Here is another remnant that I stumbled on out in the woods, this one much older. It is an old, hand-dug well.
RB and I first found this a few years ago when we were out riding in the woods. We were lucky to see it as it is nearly invisible in the summer when brush grows over it. There is nothing left of the farm it once watered. Accidentally riding into it would be a very bad thing. The first time I saw it, the water level was quite low and there were the remains of a dead dear in the bottom of the well.
I am not sure why, but I often think about this well and what might lie at its unseen bottom. I also think of the skill and labor that went into digging and lining it by hand. Can you imagine anyone building this now?
For all of our "progress" we have lost so much. Not least of which are the small farms and homesteads that once made this a thriving community. If there is any one thing that has truly decimated this country, it is the loss of small farms and the communities that they supported. It is the true American tragedy that few seem to even notice. Agribusiness has replaced agriculture and the animals, people and land all suffer for it.
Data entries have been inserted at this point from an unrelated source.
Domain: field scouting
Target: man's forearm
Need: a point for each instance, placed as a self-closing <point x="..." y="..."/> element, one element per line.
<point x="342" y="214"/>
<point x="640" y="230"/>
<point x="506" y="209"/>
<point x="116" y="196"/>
I have given a lot of thought about how to cover or fill in this well because I hate the thought of creatures falling into its cold depths and not being able to get back out. Getting materials out there to do that would be quite a job though. It is the kind of job communities used to gather together to do. Like the skill that built this well though, the communities are also gone.
I believe it is on state-owned land, although property lines are a bit hazy out here. Maybe one of these days, I'll drag some lumber out here and try to build a cover for what is now no more than a hazard.
PS - for those who wondered about the skull in the last post, it was that of a small doe.